Getting a grip on reality is a thing many people currently seem to be struggling with. It is tempting to think that if the 2.3 billion Christians, 1.8 billion Muslims and 1.1 billion Hindus could make the same journey I made and grasp that their convictions are nothing but ancient dreams, the problem would be sorted but I doubt it.
I was born in 1960 in a council house in Denholm in the Borders. My mother recalled it was with the help of a 'handywoman' who on this occasion played midwife, her other professional skill being to 'dress' the recently deceased. At six months, while changing a nappy, my mum discovered a lump on my right thigh and as it hadn't gone after days she took me to the local doctor who sent me up to Edinburgh Royal Hospital for Sick Children. A consultant diagnosed a malignant tumour and said that without intervention I would die. After some clumsy surgery and experimental radiotherapy, I nearly did.
Any parent can imagine the distress and my father, having been told at one visit he was best to go home and wait for the call, took a diversion into St Patrick's Church in the Cowgate where he found a leaflet about Margaret Sinclair, an Edinburgh nun who died in 1927. Local Catholics thought she would be declared a saint if some miraculous cures could be attributed to her. He prayed to Margaret for her 'intercession' and on the train home said he felt overcome, overwhelmed by a sudden sense of peace accompanied by a conviction that everything was going to be just fine. In my child's mind, this was the moment a miracle occurred. When called to the phone the next day it seems he had sobered up as he assumed this was the call to tell him I was dead. In fact, I had made a miraculous recovery.

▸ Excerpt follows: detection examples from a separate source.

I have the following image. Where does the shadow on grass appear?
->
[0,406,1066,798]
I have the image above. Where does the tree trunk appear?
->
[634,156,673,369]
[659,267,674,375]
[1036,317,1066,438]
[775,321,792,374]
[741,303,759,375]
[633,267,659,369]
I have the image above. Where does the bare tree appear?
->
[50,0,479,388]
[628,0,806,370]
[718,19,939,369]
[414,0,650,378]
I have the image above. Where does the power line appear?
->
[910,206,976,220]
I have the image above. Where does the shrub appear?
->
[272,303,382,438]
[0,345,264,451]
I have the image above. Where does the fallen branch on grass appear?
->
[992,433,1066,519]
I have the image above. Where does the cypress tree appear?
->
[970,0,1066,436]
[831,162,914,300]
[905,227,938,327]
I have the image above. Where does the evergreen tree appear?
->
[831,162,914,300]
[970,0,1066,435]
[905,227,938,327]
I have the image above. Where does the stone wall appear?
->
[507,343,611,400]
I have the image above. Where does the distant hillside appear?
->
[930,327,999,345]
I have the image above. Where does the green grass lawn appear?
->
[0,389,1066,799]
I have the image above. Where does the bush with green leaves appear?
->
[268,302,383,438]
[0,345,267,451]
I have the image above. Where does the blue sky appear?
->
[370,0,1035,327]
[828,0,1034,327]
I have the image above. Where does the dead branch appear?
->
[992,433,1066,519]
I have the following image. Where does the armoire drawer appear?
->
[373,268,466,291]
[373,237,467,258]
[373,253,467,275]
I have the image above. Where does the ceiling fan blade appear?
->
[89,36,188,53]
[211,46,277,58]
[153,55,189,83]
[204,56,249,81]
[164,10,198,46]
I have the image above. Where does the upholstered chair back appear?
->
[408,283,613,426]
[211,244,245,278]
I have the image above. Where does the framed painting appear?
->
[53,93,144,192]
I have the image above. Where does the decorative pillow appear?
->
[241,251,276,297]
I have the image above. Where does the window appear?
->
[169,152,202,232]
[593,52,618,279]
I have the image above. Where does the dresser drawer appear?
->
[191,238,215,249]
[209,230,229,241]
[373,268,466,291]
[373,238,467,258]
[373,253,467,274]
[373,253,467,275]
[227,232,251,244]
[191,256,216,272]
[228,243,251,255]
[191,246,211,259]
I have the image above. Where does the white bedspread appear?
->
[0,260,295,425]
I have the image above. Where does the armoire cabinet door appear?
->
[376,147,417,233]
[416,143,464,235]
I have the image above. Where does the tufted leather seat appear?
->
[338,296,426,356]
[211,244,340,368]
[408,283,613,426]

This was the story I grew up with. It made me feel very special, rather than simply disabled, and I believed I was a miracle throughout my childhood. I still have a photograph of me being presented to the Queen Mother on a visit to the hospital in my very own black and white version of the Adoration of the Magi. But was it true?
My right leg failed to grow properly and each year one shoe required a higher and higher raise until it became like one of Herman Munster's platform boots. By nine, my right leg was three inches shorter than my left and consultants decided it was time for a less miraculous intervention.
The moment I woke after the first operation remains, even now at 60, the most shocking of my life. I found myself in a plaster bed, a cast of my own body raised on a giant metal frame. There was a machine on my leg with two surgical pins running through my tibia, two just above my knee and most horrifically two running anterior to posterior through my upper right femur, exiting a few inches from my anus. I remember feeling this machine with my fingers as consciousness returned, feeling the pins coming out of my backside, finding it horrifically incomprehensible. My femur was snapped so the pins could be slowly pulled apart to stretch my leg. The whole apparatus was suspended by pulleys giving the effect of being trapped in a web of steel pins and cord.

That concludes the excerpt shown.